Toutefois, de par la diversité des illustrations, le journal L’Illustration nous offre un témoignage historique précieux sur la seconde moitié du XIXème siècle à la moitié du XXème siècle. Ses archives constituent aujourd’hui l’un des fonds iconographiques les plus importants au monde sur cette période.

autochrome Jules Gervais-Courtellemont
J.G.Courtellemont, Le Crépuscule à Damas, l’heure violette

Pouvez-vous nous parler un peu plus de vos voyages ?

Ma première découverte de l’Orient s’est produite en 1893. De Paris à Jérusalem via Constantinople, j’ai traversé de nombreux pays avec pour unique regret de ne pouvoir rapporter que des clichés en noir et blanc.
Ainsi, dès la démonstration du procédé de l’autochrome par les frères Lumière, j’ai entreprit immédiatement le même voyage avec mon épouse, rapportant cette fois-ci les premières Visions d’Orient colorées. Face aux succès que remportèrent mes témoignages photographiques en couleurs, ma femme et moi-même avons entrepris de parcourir le monde, afin de constituer une collection importante d’autochrome. Nous avons parcouru l’Algérie (1911, 1912), la Tunisie (1911), le Maroc (1921), l’Espagne (1911, 1914), l’Italie et les Indes (1913), le Japon et le Tibet. J’ai ramené des photographies inédites de la Mecque en 1896 suite à ma conversion à l’Islam, qui seront publiées dans L’Illustration en 1897.

Quels sont vos inspirations, vos connaissances et vos amis ?

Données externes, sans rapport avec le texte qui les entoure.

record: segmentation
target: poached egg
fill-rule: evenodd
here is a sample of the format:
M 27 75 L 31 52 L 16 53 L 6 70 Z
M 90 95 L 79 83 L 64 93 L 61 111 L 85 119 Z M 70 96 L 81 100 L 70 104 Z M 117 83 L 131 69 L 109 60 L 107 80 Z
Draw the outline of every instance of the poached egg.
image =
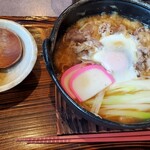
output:
M 100 42 L 103 48 L 91 56 L 92 61 L 100 63 L 116 82 L 137 78 L 134 65 L 137 62 L 138 42 L 132 35 L 116 33 L 101 38 Z

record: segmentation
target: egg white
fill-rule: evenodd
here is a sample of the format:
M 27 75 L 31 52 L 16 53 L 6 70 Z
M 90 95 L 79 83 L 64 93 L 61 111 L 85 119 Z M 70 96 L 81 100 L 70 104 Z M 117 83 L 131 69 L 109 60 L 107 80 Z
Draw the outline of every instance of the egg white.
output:
M 95 52 L 91 60 L 108 70 L 116 82 L 137 78 L 134 65 L 137 62 L 136 39 L 131 35 L 116 33 L 101 38 L 102 50 Z

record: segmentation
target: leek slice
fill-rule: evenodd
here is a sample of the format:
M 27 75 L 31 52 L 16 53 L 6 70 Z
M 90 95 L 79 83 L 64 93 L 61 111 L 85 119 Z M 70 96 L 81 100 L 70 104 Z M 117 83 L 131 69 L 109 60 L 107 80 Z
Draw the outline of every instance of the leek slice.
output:
M 99 109 L 102 105 L 102 101 L 103 101 L 103 98 L 104 98 L 104 94 L 105 94 L 105 90 L 102 90 L 101 92 L 99 92 L 95 98 L 93 99 L 94 102 L 93 102 L 93 105 L 92 105 L 92 108 L 91 108 L 91 112 L 94 113 L 94 114 L 98 114 L 99 112 Z
M 128 82 L 114 83 L 106 91 L 106 95 L 134 93 L 137 91 L 150 91 L 150 80 L 131 80 Z
M 105 96 L 103 104 L 150 104 L 150 91 L 140 91 L 134 94 L 120 94 L 120 95 L 110 95 Z
M 150 112 L 132 111 L 132 110 L 106 110 L 103 111 L 103 115 L 109 116 L 125 116 L 135 117 L 139 119 L 150 119 Z
M 101 111 L 104 110 L 139 110 L 139 111 L 150 111 L 150 104 L 115 104 L 115 105 L 103 105 Z

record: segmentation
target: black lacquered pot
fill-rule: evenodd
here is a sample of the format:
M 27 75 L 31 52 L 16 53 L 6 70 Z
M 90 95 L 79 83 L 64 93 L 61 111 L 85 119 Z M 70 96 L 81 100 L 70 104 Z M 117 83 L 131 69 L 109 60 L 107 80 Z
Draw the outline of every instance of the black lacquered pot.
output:
M 69 6 L 58 17 L 50 37 L 45 39 L 43 43 L 43 53 L 47 70 L 64 97 L 64 100 L 66 100 L 69 106 L 72 107 L 76 113 L 82 115 L 85 119 L 91 120 L 98 125 L 108 126 L 109 128 L 147 128 L 150 126 L 150 122 L 138 124 L 119 124 L 109 120 L 101 119 L 100 117 L 83 109 L 63 90 L 57 79 L 54 69 L 53 54 L 55 51 L 55 46 L 57 41 L 59 41 L 59 39 L 63 36 L 68 27 L 83 17 L 101 14 L 102 12 L 112 13 L 114 11 L 118 12 L 119 15 L 124 17 L 137 19 L 144 24 L 150 25 L 150 7 L 142 2 L 134 2 L 129 0 L 81 0 Z

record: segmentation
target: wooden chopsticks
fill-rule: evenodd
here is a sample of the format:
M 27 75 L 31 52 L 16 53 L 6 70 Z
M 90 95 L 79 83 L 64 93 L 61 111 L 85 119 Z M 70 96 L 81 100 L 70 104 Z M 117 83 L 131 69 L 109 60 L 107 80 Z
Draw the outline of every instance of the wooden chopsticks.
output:
M 150 131 L 19 138 L 27 144 L 150 141 Z

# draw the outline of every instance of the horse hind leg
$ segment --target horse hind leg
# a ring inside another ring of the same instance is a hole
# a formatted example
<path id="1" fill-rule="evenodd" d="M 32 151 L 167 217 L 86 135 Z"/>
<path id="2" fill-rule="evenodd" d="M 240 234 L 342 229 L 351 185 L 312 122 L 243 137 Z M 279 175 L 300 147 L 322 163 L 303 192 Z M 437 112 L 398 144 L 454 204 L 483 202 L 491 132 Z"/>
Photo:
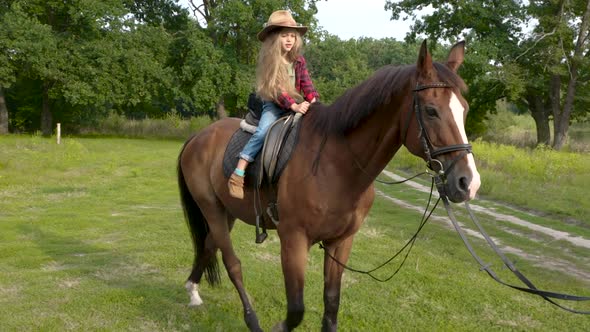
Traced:
<path id="1" fill-rule="evenodd" d="M 231 243 L 230 231 L 234 224 L 234 218 L 227 213 L 225 208 L 217 200 L 214 202 L 200 203 L 203 207 L 202 211 L 209 226 L 209 235 L 206 242 L 207 248 L 219 248 L 221 251 L 221 257 L 225 269 L 227 270 L 227 274 L 238 291 L 238 295 L 242 302 L 246 325 L 251 331 L 262 331 L 256 312 L 252 308 L 244 288 L 241 262 Z"/>
<path id="2" fill-rule="evenodd" d="M 227 220 L 229 231 L 233 228 L 234 222 L 235 219 L 230 216 Z M 217 286 L 221 282 L 219 264 L 217 263 L 216 257 L 217 249 L 214 245 L 213 237 L 207 233 L 203 249 L 195 250 L 193 269 L 184 285 L 190 297 L 189 306 L 203 304 L 203 300 L 199 295 L 199 284 L 203 275 L 205 275 L 205 279 L 211 286 Z"/>
<path id="3" fill-rule="evenodd" d="M 199 295 L 199 283 L 201 282 L 203 273 L 212 286 L 220 283 L 219 265 L 215 257 L 217 249 L 211 238 L 209 226 L 203 215 L 203 211 L 190 193 L 180 166 L 180 158 L 178 164 L 178 185 L 180 189 L 180 201 L 195 252 L 193 269 L 185 284 L 185 288 L 190 296 L 189 305 L 198 306 L 203 303 Z"/>
<path id="4" fill-rule="evenodd" d="M 189 306 L 191 307 L 203 304 L 199 295 L 199 284 L 203 274 L 210 285 L 215 286 L 220 283 L 219 266 L 215 257 L 217 248 L 212 245 L 213 241 L 210 236 L 206 236 L 204 242 L 204 247 L 201 250 L 195 248 L 193 269 L 184 285 L 190 298 Z"/>

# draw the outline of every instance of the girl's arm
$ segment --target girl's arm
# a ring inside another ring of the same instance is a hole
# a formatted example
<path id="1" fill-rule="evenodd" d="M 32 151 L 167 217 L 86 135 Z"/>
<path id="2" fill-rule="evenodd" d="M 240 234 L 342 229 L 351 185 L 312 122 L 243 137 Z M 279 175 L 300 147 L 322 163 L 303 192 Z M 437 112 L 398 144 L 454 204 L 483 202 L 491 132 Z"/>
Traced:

J’ai pour amis Pierre Loti, Auguste Rodin, ou Albert Kahn.
Mon amitié avec l’écrivain Pierre Loti s’exprime clairement à travers mon travail. Nous avons partagé le même amour pour l’Orient et l’Islam, la même admiration pour Constantinople, source de notre inspiration. L’un l’exprimait par la force évocatrice de ces mots, l’autre par la « magie des autochromes » (NDLR – De Pastre Béatrice, Devos Emmanuelle (sous dir.de), Les couleurs du voyage, L’œuvre photographique de Jules Gervais-Courtellemont, Paris Musées, 2002, p 10). Nos deux modes d’expressions fusionnèrent de temps à autre à l’occasion de conférences, les mots de Loti semblant être fait pour mes autochromes :
Les phrases que j’avais « coupées » de vos œuvres s’appliquaient si exactement, si mathématiquement à la vérité documentaire de mes petites images que le public enthousiaste soulignait de ses applaudissements la vérité « saisissante » de vos descriptions. (NDLR – 14 avril 1910, lettre de Jules Gervais-Courtellemont à Pierre Loti, in Ottomanes, Autochromes de Jules Gervais Courtellemont)

Interview réalisée à l’initiative et avec le soutien documentaire de la Maison de la Photographie de Marrakech, Emmanuelle Peytour, Patrick Manac’h, LG & RD

Pour créer cette interview fictive, La rédaction de www.lesphotographes.com et l’équipe de la Maison de la Photographie de Marrakech a choisi de s’inspirer de l’histoire tout en la respectant.